The thing is, last season was the best in school history.
The Vikings are coming off a 27-4 year and a showing in the semifinals of the NCAA Division II national tournament. Not only did they lose just one regular off that team to graduation, they get back two who were declared academically ineligible just before Christmas last year.
“If you look at our team, you don’t see any real holes,” said WWU coach Brad Jackson, in his 17th year.
As it was the case last season, the problem in defending the Vikings is finding a player on whom to key. All four returning starters averaged better than 14 points a game last season. Senior guard Jacob Stevenson was a first-team all-PacWest selection and the Most Outstanding Player in the West Regional. He averaged 16.1 points and 4.4 assists a year ago.
But he’s hardly the only Viking who can score. Guard Shelton Diggs averaged 14.2 points a game and was WWU’s best 3-point shooter at 40.3 percent. Senior forward A.J. Giesa put up 14.5 points and 5.7 rebounds a game. Mike Palm, the Vikings’ 6-foot-10 center scored 14.6 a game, took down 7.3 rebounds, blocked 1.1 shots and shot 54.7 percent for the season.
The point is this: Everyone can score. Everyone has had experience in important games. It appears that the only team that can stop Western is itself.
Jackson says that’s unlikely.
“They’re really focused; they’re really excited about the season,” he said. “The neatest thing about our team is that they truly enjoy each other. Every day we come to practice, the kids like being there. They like spending time with each other. I think it shows on the court. That’s been our mode for a long time. You’re going to see four, maybe five guys in double figures. It’s going to be different guys on a given night.”
The Vikings’ consistency is what teams will have to deal with. As Jackson said, the team has no discernable weaknesses. Yes, the wild card is injuries, but the Vikings are so deep they can withstand a certain amount of hurt to frontline players.
Remember, WWU had 6-6 senior center Brian Dennis (from Meadowdale High School) and senior guard Darnell Taylor for just the first nine games last season. Declared academically ineligible after Christmas, Dennis and Taylor return to make the Vikings even deeper than when they won the PacWest Conference title, took the West Region tournament and crashed the Elite Eight national tournament.
After all, these weren’t trivial loses.
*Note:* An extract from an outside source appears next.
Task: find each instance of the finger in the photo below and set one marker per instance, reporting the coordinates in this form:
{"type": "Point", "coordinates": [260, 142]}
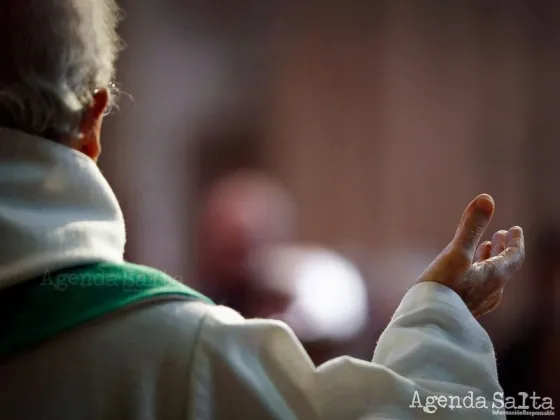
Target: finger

Dennis, at 300 pounds, averaged 14.3 points a game and led NCAA Division II in both rebounding (11.6) and field goal percentage (72.1 percent).
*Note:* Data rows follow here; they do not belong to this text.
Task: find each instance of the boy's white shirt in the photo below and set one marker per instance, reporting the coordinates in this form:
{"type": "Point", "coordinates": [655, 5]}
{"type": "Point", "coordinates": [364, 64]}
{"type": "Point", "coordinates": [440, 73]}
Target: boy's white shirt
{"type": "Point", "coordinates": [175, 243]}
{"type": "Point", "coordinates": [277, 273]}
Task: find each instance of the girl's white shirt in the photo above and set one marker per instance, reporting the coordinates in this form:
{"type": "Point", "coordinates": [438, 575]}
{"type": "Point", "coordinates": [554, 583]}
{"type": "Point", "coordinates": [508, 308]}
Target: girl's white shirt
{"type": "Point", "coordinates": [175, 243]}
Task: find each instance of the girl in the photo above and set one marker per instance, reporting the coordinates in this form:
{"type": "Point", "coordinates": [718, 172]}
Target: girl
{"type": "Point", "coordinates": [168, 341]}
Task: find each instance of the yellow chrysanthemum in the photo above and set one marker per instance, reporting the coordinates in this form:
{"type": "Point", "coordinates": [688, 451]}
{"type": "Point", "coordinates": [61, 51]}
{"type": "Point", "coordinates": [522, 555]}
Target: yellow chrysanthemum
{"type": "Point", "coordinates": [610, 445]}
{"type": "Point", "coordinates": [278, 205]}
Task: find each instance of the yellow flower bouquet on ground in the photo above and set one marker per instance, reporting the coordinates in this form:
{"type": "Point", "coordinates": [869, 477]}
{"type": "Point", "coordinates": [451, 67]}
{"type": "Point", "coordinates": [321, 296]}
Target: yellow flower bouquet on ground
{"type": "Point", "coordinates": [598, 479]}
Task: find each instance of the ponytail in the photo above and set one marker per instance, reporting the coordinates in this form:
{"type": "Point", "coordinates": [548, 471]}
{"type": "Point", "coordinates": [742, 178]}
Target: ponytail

Taylor, at 5-9 the quickest guy on the team, averaged 11.3 points and 2.0 assists a game.
So they aren’t trivial additions, either.
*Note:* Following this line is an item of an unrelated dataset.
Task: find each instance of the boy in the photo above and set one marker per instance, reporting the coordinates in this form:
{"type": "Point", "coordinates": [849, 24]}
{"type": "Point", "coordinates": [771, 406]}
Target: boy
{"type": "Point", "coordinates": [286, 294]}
“When they became ineligible, they practiced the whole rest of the year,” Jackson said. “They were a big part of what we accomplished because they busted their tails getting the other guys ready to go. Both of them have come back with a real resolve.”
A top reserve is sophomore guard Jason Burrell, who averaged 8.5 points and 2.3 assists a game. Another is 6-5 junior forward Nehemiah Campbell, a defensive stopper who is starting to be an offensive force.
A standout newcomer is 6-7 forward Maurice Tyree, the Sacramento Bee Player of the Year, who averaged 19 points, 13 rebounds and four blocked shots a game in high school. Andy Wheat, a 6-4 senior from Kamiak High School and Edmonds Community College, also is expected to contribute.
“I think we’ve got a lot of tools,” Jackson said. “The key is the effort and how well we play together.”
The numbers suggest they’ll do that quite well, thank you.